Information systems are among the most complex artefacts ever built. They are to meet constantly changing requirements, they interact with a variety of users and other systems, they are made up of many interacting and heterogeneous components, they must be able to adapt quickly to changing technologies, and they often exist in many different variants that live in parallel.

The Model-driven engineering (MDE) discipline favors models over source code to build information systems. Models are abstractions of software systems details but also of part of their environment. They are thus more convenient: engineers can use dedicated modelling languages, models can be checked or transformed, and the code can be automatically generated. Hence, MDE makes it possible to develop higher quality software systems, that are easier to maintain, that evolve gracefully, with a better return on investment.

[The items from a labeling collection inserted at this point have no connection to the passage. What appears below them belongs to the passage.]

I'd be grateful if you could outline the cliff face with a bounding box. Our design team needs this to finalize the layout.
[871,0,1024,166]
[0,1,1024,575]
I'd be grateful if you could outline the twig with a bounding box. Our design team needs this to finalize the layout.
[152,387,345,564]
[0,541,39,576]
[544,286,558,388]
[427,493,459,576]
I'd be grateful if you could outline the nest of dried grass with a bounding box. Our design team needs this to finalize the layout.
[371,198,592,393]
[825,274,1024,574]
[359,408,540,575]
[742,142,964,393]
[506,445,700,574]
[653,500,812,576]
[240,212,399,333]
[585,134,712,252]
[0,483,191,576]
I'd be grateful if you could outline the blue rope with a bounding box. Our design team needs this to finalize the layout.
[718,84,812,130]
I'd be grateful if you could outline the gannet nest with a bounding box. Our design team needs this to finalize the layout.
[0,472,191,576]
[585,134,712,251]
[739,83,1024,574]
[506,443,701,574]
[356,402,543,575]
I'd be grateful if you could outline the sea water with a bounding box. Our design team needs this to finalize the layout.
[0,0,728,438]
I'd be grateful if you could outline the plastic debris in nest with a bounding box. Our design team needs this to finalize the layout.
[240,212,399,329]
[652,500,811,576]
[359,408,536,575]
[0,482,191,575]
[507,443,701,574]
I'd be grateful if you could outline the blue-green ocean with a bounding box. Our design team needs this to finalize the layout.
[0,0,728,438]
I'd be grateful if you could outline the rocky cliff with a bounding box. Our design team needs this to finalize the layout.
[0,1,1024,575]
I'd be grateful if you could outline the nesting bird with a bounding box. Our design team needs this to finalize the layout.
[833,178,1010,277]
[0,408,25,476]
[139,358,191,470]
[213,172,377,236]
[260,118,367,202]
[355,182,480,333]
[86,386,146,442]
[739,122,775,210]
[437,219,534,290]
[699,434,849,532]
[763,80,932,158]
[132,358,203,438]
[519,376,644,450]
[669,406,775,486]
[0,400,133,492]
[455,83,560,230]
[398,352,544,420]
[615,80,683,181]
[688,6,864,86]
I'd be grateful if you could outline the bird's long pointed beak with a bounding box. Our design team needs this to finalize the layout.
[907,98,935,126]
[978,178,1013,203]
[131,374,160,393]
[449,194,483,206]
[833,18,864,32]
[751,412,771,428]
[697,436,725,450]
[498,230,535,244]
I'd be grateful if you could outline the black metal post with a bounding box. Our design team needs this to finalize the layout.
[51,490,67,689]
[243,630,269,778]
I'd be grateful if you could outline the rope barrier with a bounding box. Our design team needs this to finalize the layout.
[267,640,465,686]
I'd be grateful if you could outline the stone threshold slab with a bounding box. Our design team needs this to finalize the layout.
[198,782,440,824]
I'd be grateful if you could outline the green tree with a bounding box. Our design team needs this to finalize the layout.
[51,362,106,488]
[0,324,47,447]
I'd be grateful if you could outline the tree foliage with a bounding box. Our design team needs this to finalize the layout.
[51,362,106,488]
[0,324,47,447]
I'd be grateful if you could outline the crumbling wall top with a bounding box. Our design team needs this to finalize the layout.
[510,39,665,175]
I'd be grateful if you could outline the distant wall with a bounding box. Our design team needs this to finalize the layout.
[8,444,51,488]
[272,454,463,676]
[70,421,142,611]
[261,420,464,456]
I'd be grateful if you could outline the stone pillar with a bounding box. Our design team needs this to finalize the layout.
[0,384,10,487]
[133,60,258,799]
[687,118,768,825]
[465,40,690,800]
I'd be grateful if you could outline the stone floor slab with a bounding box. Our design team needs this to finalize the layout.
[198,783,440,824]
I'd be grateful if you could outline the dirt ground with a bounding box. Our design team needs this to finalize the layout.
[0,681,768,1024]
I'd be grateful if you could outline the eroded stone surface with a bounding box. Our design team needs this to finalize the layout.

Quality is a major concern in Software Engineering as well as Software Management. The issues are to define precisely quality criteria for software artefacts (including databases schemas, various diagrams and test plans) and for processes, to monitor them all along the lifecycle, to check them at delivery time and to improve them when required. Though several quality models exist to define quality criteria and to structure them, it appears that more refined quality models, including better measurement methods, are needed to perform quantitative assessment supporting comparison and decision making

The success of information systems is strongly linked with their ability to meet the purposes and needs of users and to fit the particularities of a specific organisation. Meeting those compliance characteristics requires (1) elicitation, documentation and assessment of adequate requirements through innovative techniques and tools, and (2) ensuring the alignment between business and technological objectives. This topic is an essential bridge between the needs of real world stakeholders and their realization through software and ICT. It is thus at the intersection of business design and ICT engineering

Information systems are becoming increasingly complex notably by crossing traditional organization boundaries and exposing resources and services to internal and external clients. Security is classically defined as a combination of several criteria, confidentiality, integrity and availability, but new aspects are also becoming prominent in today’s context, like reliability, authenticity, trust, and non-repudiation.

Service-based information systems offer new opportunities to deploy distributed business processes inside or across companies. They require novel approaches for all steps of service-based systems engineering processes.